No obstante, ¿acaso no se asemeja al racismo el simple hecho de creerse mejor? ¿Superior a quien no pertenece a la misma categoría profesional o social? ¿Ha permitido el país de las armas que algunos crean que en su placa reside la impunidad? No hablemos entonces de racismo, ni siquiera de discriminación, aunque en ella tuviera su origen la lacra de la brutalidad policial que en demasiadas ocasiones golpea al país, sobreviviendo, una tras otra, generaciones. La sociedad estadounidense está acostumbrada a dos debates recurrentes que sus políticos eluden por infinidad de motivos, fundamentalmente por supuesto de financiación y de votos. Han asumido que la brutalidad policial y el uso “libre” de las armas son peajes en el camino y posterior permanencia en la Casa Blanca. Asuntos intocables, con bajas asumidas de antemano, ajenas a protestas y, normalmente, – cuando se puede – silenciadas o escondidas.
Precisamente, da la impresión de que la “sorpresa” en la fatal paliza de los cinco policías de Memphis no está en el hecho de que agresores y asesinado sean de la misma raza, sino que en esta ocasión y, además en un estado sureño, las autoridades hayan actuado con la transparencia, celeridad y rotundidad con que lo han hecho.

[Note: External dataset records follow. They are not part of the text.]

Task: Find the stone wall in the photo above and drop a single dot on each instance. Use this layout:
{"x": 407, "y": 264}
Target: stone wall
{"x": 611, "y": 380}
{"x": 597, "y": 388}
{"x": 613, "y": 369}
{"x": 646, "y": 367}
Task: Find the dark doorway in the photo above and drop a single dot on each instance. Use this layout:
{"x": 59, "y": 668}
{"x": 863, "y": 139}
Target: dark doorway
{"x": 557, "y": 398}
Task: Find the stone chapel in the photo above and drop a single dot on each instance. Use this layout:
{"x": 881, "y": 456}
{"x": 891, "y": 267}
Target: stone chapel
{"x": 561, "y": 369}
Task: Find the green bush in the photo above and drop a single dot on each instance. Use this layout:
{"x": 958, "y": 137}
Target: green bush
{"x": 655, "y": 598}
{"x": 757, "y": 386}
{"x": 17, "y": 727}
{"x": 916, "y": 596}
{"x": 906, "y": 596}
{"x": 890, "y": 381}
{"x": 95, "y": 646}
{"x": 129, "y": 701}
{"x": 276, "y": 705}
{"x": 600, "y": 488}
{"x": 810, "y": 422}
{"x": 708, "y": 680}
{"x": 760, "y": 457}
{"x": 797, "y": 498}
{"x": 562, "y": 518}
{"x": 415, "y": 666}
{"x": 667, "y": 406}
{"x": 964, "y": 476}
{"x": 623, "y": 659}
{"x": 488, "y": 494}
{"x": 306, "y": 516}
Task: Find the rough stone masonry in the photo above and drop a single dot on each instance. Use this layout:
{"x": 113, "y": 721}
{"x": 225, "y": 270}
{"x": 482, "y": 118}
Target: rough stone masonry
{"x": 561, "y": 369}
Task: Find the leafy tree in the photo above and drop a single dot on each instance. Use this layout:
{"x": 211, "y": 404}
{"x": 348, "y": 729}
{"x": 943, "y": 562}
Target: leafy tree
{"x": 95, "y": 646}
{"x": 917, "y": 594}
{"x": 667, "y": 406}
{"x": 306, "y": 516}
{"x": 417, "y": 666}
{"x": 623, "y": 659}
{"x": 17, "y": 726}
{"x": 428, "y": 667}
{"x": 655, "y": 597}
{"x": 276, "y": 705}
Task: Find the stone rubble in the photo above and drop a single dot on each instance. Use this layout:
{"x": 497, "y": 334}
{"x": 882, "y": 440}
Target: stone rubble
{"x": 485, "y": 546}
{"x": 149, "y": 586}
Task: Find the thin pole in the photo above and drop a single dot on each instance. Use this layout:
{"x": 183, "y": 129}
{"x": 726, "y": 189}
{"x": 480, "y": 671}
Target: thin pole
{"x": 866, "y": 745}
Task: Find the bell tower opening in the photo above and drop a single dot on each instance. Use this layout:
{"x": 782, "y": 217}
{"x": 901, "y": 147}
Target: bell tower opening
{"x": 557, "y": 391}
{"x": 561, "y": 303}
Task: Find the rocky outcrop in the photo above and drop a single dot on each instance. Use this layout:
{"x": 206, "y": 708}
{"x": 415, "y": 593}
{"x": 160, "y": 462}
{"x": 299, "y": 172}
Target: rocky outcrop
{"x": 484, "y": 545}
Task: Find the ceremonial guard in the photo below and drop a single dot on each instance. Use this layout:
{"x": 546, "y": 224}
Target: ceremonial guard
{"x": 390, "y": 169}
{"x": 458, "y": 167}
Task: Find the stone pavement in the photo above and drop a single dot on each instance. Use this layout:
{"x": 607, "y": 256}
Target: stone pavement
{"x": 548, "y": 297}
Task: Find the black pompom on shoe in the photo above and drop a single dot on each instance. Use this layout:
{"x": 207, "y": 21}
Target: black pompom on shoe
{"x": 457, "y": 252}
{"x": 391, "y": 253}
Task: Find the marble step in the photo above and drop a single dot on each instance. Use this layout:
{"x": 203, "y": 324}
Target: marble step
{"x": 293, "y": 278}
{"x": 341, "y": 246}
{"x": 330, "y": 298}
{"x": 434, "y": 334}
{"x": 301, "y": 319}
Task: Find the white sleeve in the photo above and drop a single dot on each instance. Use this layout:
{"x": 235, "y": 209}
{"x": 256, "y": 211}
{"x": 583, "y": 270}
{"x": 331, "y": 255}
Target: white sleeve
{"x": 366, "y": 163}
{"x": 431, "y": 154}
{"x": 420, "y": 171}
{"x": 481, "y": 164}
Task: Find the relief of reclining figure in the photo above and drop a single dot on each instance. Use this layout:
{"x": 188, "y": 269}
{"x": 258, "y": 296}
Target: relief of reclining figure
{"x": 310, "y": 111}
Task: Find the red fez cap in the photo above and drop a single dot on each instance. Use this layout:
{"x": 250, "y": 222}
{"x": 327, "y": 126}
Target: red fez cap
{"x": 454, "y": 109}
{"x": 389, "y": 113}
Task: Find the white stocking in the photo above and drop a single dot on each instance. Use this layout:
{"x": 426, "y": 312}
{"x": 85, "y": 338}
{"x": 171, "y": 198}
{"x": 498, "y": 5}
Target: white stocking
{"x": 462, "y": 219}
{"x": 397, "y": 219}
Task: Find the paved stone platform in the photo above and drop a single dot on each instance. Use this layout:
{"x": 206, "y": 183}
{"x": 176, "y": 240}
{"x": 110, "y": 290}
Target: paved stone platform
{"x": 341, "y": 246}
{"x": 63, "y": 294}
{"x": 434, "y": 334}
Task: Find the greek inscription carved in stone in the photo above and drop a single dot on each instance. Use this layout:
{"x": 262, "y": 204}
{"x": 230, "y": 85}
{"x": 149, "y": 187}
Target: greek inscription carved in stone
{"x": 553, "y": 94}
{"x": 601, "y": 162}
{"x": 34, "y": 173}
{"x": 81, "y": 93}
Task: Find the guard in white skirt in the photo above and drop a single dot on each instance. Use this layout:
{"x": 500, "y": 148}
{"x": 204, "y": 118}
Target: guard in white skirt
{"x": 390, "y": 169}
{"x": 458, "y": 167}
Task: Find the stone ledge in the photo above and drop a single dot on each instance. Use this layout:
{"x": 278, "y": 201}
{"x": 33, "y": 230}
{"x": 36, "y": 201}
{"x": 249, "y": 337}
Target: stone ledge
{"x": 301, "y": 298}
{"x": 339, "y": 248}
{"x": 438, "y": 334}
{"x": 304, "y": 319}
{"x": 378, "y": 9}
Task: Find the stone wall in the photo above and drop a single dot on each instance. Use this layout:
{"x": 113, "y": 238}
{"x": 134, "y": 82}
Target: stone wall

A diferencia de casos anteriores, la repercusión a nivel institucional ha sido fulgurante. Dos semanas después de aquella mortal tarde de principios de enero, Demetrius Haley, Emmitt Martin III, Justin Smith, Desmond Hills y Tadarrius Bean fueron expulsados del cuerpo previa declaración en el juzgado, que dejó a cuatro de ellos en libertad condicional a la espera de un proceso que se anuncia “inmediato”. El corporativismo que tantas veces había tratado de silenciar injustificables agresiones policiales en esta ocasión no apareció por ningún lado. No hubo declaraciones oficiales ni se apartó a los agentes de forma cautelar hasta que un tribunal juzgara los hechos. Y de nuevo asaltan preguntas sin respuesta ¿se habría intentado como otras veces, y a pesar de las imágenes, enterrar, maquillar o justificar el caso si los policías hubieran sido blancos?